The statement, made in a television address, throws Sunni Muslim politics in Lebanon into deeper disarray two months from a vote seen as important for reinvigorating public life in Lebanon in the third year of a financial crisis.
It follows an announcement by ex-Prime Minister Saad Hariri in January that he would withdraw from politics and that his Future Movement, which now has some 20 members of parliament, would not field candidates.
Hariri is the top Sunni politician in a country where a power-sharing agreement dictates the prime minister must always be Sunni, the president a Maronite Christian and the parliament speaker a Shia Muslim.
All seats in Lebanon’s 128-member legislature are also allocated by religious sect, with 27 seats set aside for Sunnis – most of which are now up for grabs.
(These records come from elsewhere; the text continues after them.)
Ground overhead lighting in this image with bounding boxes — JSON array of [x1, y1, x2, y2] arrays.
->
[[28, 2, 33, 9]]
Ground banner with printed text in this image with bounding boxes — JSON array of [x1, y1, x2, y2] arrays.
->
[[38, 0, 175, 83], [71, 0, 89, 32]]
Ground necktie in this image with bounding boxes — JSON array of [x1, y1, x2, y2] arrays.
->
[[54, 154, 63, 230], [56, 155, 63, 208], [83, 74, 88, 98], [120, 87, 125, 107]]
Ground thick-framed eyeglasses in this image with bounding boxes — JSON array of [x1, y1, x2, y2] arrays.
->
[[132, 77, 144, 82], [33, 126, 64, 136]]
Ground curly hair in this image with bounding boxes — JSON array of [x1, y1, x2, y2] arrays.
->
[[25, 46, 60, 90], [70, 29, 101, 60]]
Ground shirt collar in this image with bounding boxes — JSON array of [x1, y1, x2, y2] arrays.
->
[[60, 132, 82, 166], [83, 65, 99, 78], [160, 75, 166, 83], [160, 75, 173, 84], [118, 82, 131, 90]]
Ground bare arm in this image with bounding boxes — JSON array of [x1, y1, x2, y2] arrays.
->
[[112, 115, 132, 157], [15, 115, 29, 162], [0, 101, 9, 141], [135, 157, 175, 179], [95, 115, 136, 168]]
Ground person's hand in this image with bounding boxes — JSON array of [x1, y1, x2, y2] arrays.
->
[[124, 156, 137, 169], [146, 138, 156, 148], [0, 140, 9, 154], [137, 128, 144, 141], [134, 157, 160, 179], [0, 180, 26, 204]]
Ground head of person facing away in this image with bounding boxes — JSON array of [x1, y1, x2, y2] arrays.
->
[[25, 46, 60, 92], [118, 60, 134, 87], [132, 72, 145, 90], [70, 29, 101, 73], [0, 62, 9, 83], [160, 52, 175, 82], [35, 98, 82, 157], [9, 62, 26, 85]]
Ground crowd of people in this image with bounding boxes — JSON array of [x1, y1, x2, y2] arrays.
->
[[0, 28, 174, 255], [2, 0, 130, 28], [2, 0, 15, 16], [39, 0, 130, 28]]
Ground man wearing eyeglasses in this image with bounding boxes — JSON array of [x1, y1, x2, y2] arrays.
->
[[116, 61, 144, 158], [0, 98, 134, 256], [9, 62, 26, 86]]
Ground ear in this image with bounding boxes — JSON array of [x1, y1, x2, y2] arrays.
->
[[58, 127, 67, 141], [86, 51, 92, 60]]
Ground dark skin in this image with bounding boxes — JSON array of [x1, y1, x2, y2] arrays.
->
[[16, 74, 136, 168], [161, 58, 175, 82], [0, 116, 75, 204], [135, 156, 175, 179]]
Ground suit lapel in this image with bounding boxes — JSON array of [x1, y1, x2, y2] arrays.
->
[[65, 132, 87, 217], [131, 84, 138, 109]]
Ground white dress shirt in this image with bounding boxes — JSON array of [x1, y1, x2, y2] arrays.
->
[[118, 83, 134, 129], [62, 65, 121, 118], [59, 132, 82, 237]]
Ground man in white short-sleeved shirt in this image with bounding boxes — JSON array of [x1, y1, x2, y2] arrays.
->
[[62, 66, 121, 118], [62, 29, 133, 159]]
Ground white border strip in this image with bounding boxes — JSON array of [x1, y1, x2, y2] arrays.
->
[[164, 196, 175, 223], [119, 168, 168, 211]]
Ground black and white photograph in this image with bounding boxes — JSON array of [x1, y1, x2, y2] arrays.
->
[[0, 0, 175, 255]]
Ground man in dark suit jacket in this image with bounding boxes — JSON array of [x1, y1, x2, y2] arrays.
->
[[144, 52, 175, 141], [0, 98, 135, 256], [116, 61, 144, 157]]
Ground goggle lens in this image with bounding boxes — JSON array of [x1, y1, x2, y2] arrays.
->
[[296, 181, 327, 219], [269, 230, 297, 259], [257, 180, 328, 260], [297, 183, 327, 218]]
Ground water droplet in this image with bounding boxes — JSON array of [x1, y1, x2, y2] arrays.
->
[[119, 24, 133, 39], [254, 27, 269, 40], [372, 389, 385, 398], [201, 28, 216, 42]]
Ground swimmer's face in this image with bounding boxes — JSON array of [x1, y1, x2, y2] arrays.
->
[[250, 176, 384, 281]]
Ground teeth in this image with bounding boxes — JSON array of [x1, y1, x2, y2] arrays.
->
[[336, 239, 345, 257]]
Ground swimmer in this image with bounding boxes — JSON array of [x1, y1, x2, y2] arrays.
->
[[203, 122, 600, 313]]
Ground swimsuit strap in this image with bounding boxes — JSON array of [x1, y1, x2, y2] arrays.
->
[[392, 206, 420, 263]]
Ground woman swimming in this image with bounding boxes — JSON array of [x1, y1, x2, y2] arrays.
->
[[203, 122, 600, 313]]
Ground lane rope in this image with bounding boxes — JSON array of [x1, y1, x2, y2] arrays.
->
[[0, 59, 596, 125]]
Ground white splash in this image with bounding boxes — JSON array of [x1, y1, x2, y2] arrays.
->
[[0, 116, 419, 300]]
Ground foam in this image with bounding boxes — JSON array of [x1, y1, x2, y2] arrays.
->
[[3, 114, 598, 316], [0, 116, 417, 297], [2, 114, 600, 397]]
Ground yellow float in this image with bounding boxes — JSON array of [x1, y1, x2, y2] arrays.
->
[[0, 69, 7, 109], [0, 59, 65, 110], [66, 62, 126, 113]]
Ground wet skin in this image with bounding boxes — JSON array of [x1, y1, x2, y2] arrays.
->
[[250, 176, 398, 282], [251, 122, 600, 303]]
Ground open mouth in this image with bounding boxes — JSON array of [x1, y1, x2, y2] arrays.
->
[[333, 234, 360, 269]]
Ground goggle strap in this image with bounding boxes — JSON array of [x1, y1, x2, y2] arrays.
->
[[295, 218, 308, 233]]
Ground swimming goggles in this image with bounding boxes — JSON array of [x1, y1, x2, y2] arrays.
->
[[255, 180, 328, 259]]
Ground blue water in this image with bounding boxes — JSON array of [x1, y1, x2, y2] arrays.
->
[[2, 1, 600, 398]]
While announcing he would not run, Mikati called on Lebanese to turn out to vote and said his move aimed to “provide room for the new generation.”
Hariri’s withdrawal from politics followed years of strained relations with former regional backer Saudi Arabia over what the Gulf Arab kingdom perceived as his weakness in the face Lebanon’s Iran-backed Hezbollah, which has growing influence in the country.
His decision had raised concerns about a potential boycott of the vote by Sunnis that could undermine the electoral process, though a number of other Sunni candidates are in the running.